Adenosine Deaminase Deficiency (ADA disease) is one of the severe combined immunodeficiency ,which is type of disorder that affect the immune system. This disease are very rare and it lack of immune system and leaves body expose to bacteria without tough protection. This type of disease is fatal unless it should be corrected in some way. This disease are connected to the gene disease which inherited by both carrier parents which their autosomal chromosome that had been mutated and passed to their child. There is a lot of ways to cure this disease including the transfusion of blood from the high ADA donors. But there is a major problems due to this treatment which is a gene regulation. The blood have two alpha and beta chains. When one of the chain exceed thus it will causes the cell damages. Thus gene therapy is an alternative ways to cure this disease. Gene therapy is treating of genetic disorder like ADA disease by introducing into individual normal gene to replace or overcome the effect of mutated gene.
There is two type of gene therapy which is somatic cell therapy and germ-line cell therapy. Somatic cell is a treatment which is the genes are transferred into the somatic cells of a patient. Any modifications and effects will be experience by the individual patient only, and will not be inherited by the patient's child. The germ-cells is about the modification of germ cells example sperm or ovum by the introduction of functional genes which is integrated into their genomes and also this gene can be heritable to their offspring. But usually the somatic cell therapy is widely used to cure ADA disease rather than the germ-line because of this highly effective on countering the gene disease make the rise of ethical reasons. The somatic cells are modified genetically to prevent a genetic defect in off spring. It had shown successfully that ADA-corrected cells divide more faster rather than culturing white blood cells. But getting sufficient amounts of normal gene was not an obstacle. There is hundreds of human gene that had been isolate and characterized by the cloning and recombinant DNA technique. But the major obstacle was getting the DNA back into patients. The ways on how the ADA disease get cured was firstly the normal ADA from T-lymphocyte is separated and transplanted through the Retroviruses. Before that the part of the virus gene is replaced with normal human ADA gene which is needed to be transferred. When a retrovirus infects a host cell, it will introduce its RNA together with some enzymes, namely reverse transcriptase and integrase, into the cell.
This RNA molecule from the retrovirus must produce a DNA copy from its RNA molecule before it can be integrated into the genetic material of the host cell.
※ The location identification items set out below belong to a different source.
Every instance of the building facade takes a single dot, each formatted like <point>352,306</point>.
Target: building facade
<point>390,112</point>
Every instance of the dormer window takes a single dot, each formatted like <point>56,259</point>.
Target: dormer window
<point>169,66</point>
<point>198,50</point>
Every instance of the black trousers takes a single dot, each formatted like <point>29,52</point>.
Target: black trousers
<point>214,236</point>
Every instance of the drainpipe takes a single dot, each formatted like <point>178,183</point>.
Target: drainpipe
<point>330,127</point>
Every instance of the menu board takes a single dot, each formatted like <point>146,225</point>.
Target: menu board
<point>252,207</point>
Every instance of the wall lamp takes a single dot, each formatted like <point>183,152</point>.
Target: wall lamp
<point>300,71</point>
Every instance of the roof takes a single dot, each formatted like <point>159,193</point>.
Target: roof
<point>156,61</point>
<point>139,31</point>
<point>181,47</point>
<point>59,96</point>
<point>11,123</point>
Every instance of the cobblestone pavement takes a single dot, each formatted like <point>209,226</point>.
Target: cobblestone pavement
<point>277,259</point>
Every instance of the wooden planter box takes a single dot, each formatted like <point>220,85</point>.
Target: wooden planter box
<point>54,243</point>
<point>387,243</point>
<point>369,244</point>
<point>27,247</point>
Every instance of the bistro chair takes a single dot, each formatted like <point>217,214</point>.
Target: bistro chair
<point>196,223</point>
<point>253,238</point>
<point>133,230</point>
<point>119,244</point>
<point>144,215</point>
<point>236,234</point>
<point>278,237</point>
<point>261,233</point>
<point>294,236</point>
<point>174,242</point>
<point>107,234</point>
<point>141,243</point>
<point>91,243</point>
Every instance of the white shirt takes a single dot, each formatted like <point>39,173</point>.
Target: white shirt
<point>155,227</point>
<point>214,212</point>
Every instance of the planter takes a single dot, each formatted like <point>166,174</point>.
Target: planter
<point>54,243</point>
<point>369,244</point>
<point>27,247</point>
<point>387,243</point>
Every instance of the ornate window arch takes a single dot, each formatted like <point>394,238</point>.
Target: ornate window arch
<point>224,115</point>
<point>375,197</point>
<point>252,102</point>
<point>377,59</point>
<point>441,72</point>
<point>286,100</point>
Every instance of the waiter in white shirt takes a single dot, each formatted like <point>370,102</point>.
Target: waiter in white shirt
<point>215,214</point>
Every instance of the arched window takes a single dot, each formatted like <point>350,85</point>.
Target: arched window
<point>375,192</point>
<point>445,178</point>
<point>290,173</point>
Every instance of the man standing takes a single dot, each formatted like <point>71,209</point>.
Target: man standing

The process of producing a DNA copy from an RNA molecule is termed reverse transcription. It is carried out by one of the enzymes carried in the virus, called reverse transcriptase. After this DNA copy is produced and is free in the nucleus of the host cell, it must be incorporated into the genome of the host cell. That is, it must be inserted into the large DNA molecules in the cell (the chromosomes). This process is done by another enzyme carried in the virus called integrase .Now that the genetic material of the virus is incorporated and has become part of the genetic material of the host cell, it can be said that the host cell is now modified to contain a new gene. If this host cell divides later, its descendants will all contain the new genes. Sometimes the genes of the retrovirus do not express their information immediately.One of the problems of gene therapy using retroviruses is that the integrase enzyme can insert the genetic material of the virus in any arbitrary position in the genome of the host- it randomly shoves the genetic material into a chromosome. If genetic material happens to be inserted in the middle of one of the original genes of the host cell, this gene will be disrupted insertional mutagenesis. If the gene happens to be one regulating cell division, uncontrolled cell division or cancer can occur. This problem has recently begun to be addressed by utilizing zinc finger nucleuses or by including certain sequences such as the beta-globin locus control region to direct the site of integration to specific chromosomal sites.
The viral-vector is then mixed and bred together with normal human cells in laboratory. The vector later enters the normal cells then forming new genes and stays permanently inside the chromosome. The new gene is known as virus-mediated gene.The transfer of the new virus-mediated gene into the T lymphocyte cell of ADA(-)SCID 's patient is done by intravenous injection. Therefore ADA(-) gene is now repairable so that it can returns to produce normal ADA enzyme. The repaired gene of T lymphocyte cells can live normally in the receiver's body. In fact it lives longer than the unrepaired T lymphocytes. Cell implant of the repaired gene should be done continuously once in a few months. Instead, if the gene therapy can be done to bone marrow stem cell, ADA(-)SCID children may be fully cured with only one treatment without the continuous need of new ADA gene implant.